In this study we developed a computational methodology for finding potential points of power-grid vulnerability such that, if compromised, they could cause consequences to the targeted facility or equipment. To do this, we first investigated the types of vulnerabilities and consequences that we could simulate computationally. The ones that can be simulated are the ones that the GridDyn power-grid simulator can model. Based on that, we translated the problem into a mathematical inverse problem that we could then pose concretely as an optimization problem. Given that optimization problem, we employed multi-start optimization techniques to solve the problem. Although we use optimization techniques, we do not need to find a global optimum: we are only looking for sets of solutions that are “good enough.”

We developed the Squirrel software package to accomplish these tasks. Squirrel provides abstract interfaces that allow one to plug in different types of vulnerabilities, consequences, and even simulations of interest. It also allows one to experiment with a wide range of sampling and optimization methods to create different multi-start optimization solvers. The abstract nature of Squirrel's interface is powerful in that it allows one to plug in different types of simulations, so it can be used even outside the domain of power grids.

Potential adversaries ranging from sophisticated nation-states to hobbyist hackers have demonstrated the intent―and in some cases, the capability―to cause damage to the country's energy sector through cyber attacks on control systems. In an effort to reduce the risk to critical infrastructure from cyber attacks, the National Institute of Standards and Technology was charged (under Executive Order 13636) with creating a voluntary framework to reduce cyber risks to critical infrastructure. This framework consists of standards and best practices to help critical infrastructure owners mitigate their cyber risks. While useful, a best-practices or compliance-based risk-mitigation approach has limitations. Without being able to quantify risk, it is not possible to defensibly prioritize security investments or evaluate trade-offs between security and functionality. The purpose of this feasibility study is to explore the development of a quantitative framework for detecting vulnerabilities in the power grid.

Traditional quantitative risk-assessment methodologies (such as the probabilistic risk-assessment approach used by NASA and the Nuclear Regulatory Commission) define risk as the product of threat, vulnerability, and consequence. These approaches assume that a system is well-characterized and events can be treated probabilistically. The introduction of an intelligent adversary who does not necessarily behave in a predictable, probabilistic manner renders these assumptions invalid, severely limiting the utility of traditional risk-assessment methodologies in this area.

A difficulty-based risk assessment methodology was recently developed to understand risk to nuclear weapons security from physical attacks.
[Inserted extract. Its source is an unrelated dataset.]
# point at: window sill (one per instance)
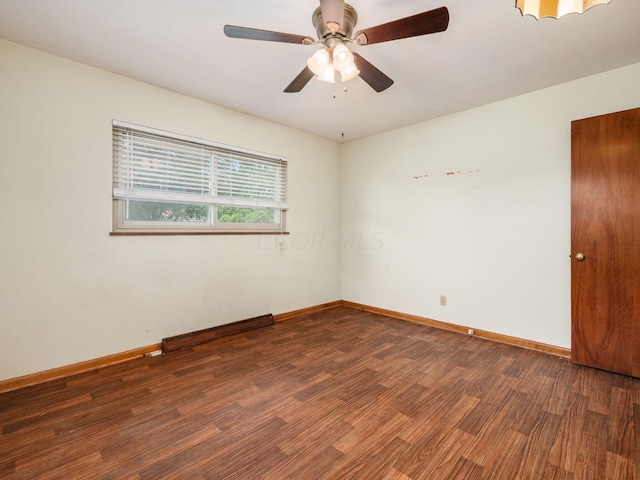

Rather than working forward through an event tree, this approach starts by defining consequence tiers of interest to a stakeholder, creating a limited number of representative scenarios that could result in consequences in those tiers, and then assessing the difficulty of executing each scenario. The approach is adversary agnostic―it makes no assumptions about adversary capabilities or intent―and does not require the characterization of every potential scenario perturbation. We believe that the fundamental concepts of this approach can be leveraged to develop a quantitative risk-assessment methodology that would be applicable to cyber risks to energy infrastructure.

The current state-of-the-art in power-grid contingency analysis is N-1, N-1-1, and N-2 contingency analysis. N-1 contingency analysis systematically simulates the failure of a single power-grid component. N-1-1 and N-2 contingency analyses both systematically simulate the failure of two power-grid components, the former simulating consecutive failures and the latter simulating simultaneous failures. These contingency analyses are essentially a brute-force method that work through every combination of failures and are, therefore, very limited in the number of failures for which they can test due to the combinatorial complexity of the brute-force approach.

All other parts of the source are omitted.